Self-host Reddit – 2.38B posts, works offline, yours forever

19-84@lemmy.dbzer0.com · 18 hours ago

Self-host Reddit – 2.38B posts, works offline, yours forever

offspec@lemmy.world · 4 hours ago

It would be neat for someone to migrate this data set to a Lemmy instance

yeehaw@lemmy.ca · 3 hours ago

Now this is a good idea.

1984@lemmy.today · 2 hours ago

I dont know if historic data is very interesting. Its the new content we are interested in…

usernameusername@sh.itjust.works · 6 hours ago

so kinda like kiwix but for reddit. That is so cool

BigDiction@lemmy.world · 6 hours ago

You should be very proud of this project!! Thank you for sharing.

a1studmuffin@aussie.zone · 12 hours ago

This seems especially handy for anyone who wants a snapshot of Reddit from pre-enshittification and AI era, where content was more authentic and less driven by bots and commercial manipulation of opinion. Just choose the cutoff date you want and stick with that dataset.

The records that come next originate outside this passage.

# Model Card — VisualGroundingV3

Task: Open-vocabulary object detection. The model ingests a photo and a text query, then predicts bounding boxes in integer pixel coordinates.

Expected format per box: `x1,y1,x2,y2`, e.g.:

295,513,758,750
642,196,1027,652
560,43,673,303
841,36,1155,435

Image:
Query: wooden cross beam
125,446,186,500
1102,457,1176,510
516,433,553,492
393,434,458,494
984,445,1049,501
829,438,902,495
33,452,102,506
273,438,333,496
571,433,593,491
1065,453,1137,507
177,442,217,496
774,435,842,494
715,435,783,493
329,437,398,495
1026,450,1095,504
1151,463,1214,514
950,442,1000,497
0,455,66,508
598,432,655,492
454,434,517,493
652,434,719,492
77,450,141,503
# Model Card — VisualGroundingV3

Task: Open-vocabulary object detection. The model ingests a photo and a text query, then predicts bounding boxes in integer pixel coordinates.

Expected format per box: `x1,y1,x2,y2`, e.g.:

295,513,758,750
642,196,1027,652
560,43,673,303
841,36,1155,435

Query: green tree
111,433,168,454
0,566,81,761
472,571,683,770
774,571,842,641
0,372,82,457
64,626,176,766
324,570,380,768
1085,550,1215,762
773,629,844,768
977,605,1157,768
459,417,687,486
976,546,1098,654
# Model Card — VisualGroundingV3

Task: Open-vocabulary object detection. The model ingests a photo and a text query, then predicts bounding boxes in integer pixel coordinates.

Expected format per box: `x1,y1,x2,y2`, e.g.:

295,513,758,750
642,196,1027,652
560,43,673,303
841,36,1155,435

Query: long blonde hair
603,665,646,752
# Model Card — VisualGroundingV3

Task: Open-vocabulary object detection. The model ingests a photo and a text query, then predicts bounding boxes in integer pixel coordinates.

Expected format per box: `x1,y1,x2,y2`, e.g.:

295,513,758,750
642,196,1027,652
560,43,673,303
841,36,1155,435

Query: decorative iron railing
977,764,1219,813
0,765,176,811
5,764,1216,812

Tiger@sh.itjust.works · 12 hours ago

What is the timing of the dataset, up through which date in time?

19-84@lemmy.dbzer0.com · 11 hours ago

2005-06 to 2024-12

however the data from 2025-12 has been released already, it just needs to be split and reprocessed for 2025 by watchful1. once that happens then you can host archive up till end of 2025. i will probably add support for importing data from the arctic shift dumps instead so that archives can be updated monthly.

douglasg14b@lemmy.world · edit-2 11 hours ago

It’s literally says in the link. Go to the link and it’s the title.

breakingcups@lemmy.world · 18 hours ago

Just so you’re aware, it is very noticeable that you also used AI to help write this post and its use of language can throw a lot of people off.

Not to detract from your project, which looks cool!

19-84@lemmy.dbzer0.com · 18 hours ago

Yes I used AI, English is not my first language. Thank you for the kind words!

Melvin_Ferd@lemmy.world · 10 hours ago

You’re awesome. AI is fun and there’s nothing wrong with using it especially how you did. Lemmy was hit hard with AI hate propaganda. China probably trying to stop it’s growth and development in other countries or some stupid shit like that. But you’re good. Fuck them

mustlane@lemmy.zip · edit-2 11 hours ago

Removed by mod

idealism_nearby@lemmy.world · 11 hours ago

Would love to see you learn an entire foreign language just so you are able to communicate with the world without being laughed at by people as hostile as yourself.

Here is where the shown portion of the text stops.